Il Museum of Modern Art  (notoriamente conosciuto come MoMA) si ribella  e mette a segno la sua contromossa in pieno contrasto con le decisioni presidenziali.

In principio. Lo scorso 27 gennaio il presidente americano Donald Trump firmava il decreto sull’immigrazione: con il Muslim ban venivano approvati la sospensione, di 120 giorni, per il programma di ammissione dei rifugiati e il divieto d’ingresso negli Stati Uniti, per  tre mesi, valido per cittadini provenienti da 7 paesi musulmani: Siria, Libia, Iran, Iraq, Somalia, Sudan e Yemen.

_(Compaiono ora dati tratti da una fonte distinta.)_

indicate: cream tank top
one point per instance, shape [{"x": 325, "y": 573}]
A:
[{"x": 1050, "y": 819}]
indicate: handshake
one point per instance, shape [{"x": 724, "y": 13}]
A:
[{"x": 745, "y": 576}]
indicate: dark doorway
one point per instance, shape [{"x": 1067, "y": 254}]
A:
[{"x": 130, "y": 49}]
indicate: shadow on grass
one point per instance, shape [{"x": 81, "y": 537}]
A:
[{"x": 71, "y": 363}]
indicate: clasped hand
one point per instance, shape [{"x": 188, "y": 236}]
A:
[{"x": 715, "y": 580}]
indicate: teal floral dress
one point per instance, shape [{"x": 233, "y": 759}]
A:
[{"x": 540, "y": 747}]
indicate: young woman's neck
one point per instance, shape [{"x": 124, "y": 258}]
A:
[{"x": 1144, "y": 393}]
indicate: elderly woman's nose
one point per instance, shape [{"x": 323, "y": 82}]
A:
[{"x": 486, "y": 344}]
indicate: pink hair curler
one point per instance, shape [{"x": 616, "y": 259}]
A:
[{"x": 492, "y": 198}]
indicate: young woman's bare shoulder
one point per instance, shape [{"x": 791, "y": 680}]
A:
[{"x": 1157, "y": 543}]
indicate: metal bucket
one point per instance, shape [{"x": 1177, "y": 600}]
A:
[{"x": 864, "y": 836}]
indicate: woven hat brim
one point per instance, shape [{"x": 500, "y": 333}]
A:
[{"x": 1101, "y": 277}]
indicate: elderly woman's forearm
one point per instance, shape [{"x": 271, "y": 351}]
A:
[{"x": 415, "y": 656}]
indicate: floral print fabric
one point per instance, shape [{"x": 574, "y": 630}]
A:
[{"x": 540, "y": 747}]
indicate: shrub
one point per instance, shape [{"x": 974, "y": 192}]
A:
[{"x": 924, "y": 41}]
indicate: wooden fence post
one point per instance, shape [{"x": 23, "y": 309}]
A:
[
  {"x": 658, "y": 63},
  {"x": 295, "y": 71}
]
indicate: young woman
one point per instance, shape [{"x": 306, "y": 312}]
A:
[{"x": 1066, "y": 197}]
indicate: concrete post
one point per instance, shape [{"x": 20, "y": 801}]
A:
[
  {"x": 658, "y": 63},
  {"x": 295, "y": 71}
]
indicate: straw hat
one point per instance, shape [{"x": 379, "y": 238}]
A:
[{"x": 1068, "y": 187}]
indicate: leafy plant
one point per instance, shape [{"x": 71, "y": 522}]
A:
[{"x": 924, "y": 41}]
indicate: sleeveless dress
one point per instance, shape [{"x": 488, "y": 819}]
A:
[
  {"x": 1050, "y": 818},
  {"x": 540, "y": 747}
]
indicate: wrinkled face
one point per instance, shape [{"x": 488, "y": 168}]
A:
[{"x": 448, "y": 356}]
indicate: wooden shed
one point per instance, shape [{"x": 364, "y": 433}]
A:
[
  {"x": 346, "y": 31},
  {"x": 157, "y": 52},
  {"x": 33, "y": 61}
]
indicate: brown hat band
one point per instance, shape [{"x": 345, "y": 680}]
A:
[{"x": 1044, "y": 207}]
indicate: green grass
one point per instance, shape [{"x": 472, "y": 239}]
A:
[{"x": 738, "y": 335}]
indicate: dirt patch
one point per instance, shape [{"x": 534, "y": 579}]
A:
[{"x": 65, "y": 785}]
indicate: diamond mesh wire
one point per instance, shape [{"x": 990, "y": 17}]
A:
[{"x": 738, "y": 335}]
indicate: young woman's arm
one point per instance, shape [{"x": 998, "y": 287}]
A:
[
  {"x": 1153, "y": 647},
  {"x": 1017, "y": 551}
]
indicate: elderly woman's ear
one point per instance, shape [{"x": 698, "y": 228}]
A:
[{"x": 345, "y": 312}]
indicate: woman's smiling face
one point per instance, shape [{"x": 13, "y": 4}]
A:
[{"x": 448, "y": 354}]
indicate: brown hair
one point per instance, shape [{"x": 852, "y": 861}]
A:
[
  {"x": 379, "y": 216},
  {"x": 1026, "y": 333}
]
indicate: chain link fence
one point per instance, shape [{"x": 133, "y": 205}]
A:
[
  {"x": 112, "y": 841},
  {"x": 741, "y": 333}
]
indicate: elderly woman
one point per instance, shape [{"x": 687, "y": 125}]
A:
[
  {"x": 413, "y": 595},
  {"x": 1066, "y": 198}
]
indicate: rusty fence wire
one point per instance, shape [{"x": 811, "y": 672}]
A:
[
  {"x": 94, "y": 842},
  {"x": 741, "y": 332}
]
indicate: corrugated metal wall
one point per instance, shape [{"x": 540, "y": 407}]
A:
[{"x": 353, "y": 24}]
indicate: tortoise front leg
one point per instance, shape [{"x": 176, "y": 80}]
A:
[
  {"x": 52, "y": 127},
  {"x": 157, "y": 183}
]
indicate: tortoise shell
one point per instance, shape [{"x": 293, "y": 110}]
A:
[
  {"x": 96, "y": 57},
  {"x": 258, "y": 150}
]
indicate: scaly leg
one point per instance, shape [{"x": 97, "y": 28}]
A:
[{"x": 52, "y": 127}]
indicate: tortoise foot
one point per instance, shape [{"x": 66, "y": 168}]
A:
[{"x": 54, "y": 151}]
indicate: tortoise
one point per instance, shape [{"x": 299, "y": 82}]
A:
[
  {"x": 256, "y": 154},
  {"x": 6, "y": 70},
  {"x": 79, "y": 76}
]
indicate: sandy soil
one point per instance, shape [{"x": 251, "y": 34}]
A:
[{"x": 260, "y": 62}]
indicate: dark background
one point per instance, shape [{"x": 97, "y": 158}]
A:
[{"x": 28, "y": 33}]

Limiti razziali, dunque, che agli occhi del presidente Trump andrebbero a tamponare ciò che “è dannoso per gli interessi del Paese”.

Divieti impensabili che sono arrivati a toccare non solo le stalle ma anche le stelle: Hollywood continua a piangere l’esclusione del regista iraniano Ashgar Farhadi dalla famigerata Notte degli Oscar, che si terrà il 26 febbraio 2017 al Dolby Theatre di Los Angeles. Il regista, vincitore nel 2012 con La Separazione come miglior film straniero, non potrà presiedere all’evento, insieme alla troupe del suo film Il Cliente, per una clamorosa beffa del destino che porta la firma della Casa Bianca.

In medias res. Il MoMA, inorridito davanti a tali direttive, ha deciso di protestare e, tanti quanti il numero dei paesi esclusi, ha deciso di proporre opere d’artisti sudanesi, iracheni e soprattutto iraniani: 7 opere installate nella notte di giovedì, nella galleria del quinto piano, che hanno preso il posto dei lavori di alcuni autori occidentali.

D’accompagnamento, un messaggio per ogni opera scelta:

“Questo è il lavoro di un artista di uno dei Paesi ai cui cittadini è negato l’ingresso negli Stati Uniti, secondo il decreto del presidente. Questo è uno dei lavori della collezione del museo installati per affermare l’ideale di accoglienza e libertà come vitale per il MoMa e per gli Stati Uniti”.

Picasso, Matisse e Picabia lasciano gentilmente spazio alle opere dell’architetto iracheno Zaha Hadid, della video artista iraniana Tala Madani,  dello scultore Parviz Tanavoli, del disegnatore Charles Hossein Zenderoudi, del fotografo Shirana Shahbazi e dei pittori Marcos Grigorian e Ibrahim el-Salahi. Inoltre, Siah Armajani, con una grande scultura in alluminio, acciaio e specchi, affaccia sul giardino del Museo.

Quella del MoMA è stata la prima protesta formale, da parte di un museo, che capovolgesse i dettami di Trump dalla sua proclamazione, risalente all’ 8 novembre scorso.

Dopo vari campanelli di allarme, lo sciopero #J20 Art Strike e diverse mobilitazioni di singoli individui (come la protesta sotto la Trump Tower ad opera di 150 mila tra artisti e curatori newyorchesi), è ancora una volta la determinata lotta per una libera espressione, senza razze, etnie o sesso a radunare il consenso.

Dopotutto, quindi, abbiamo ancora un sogno.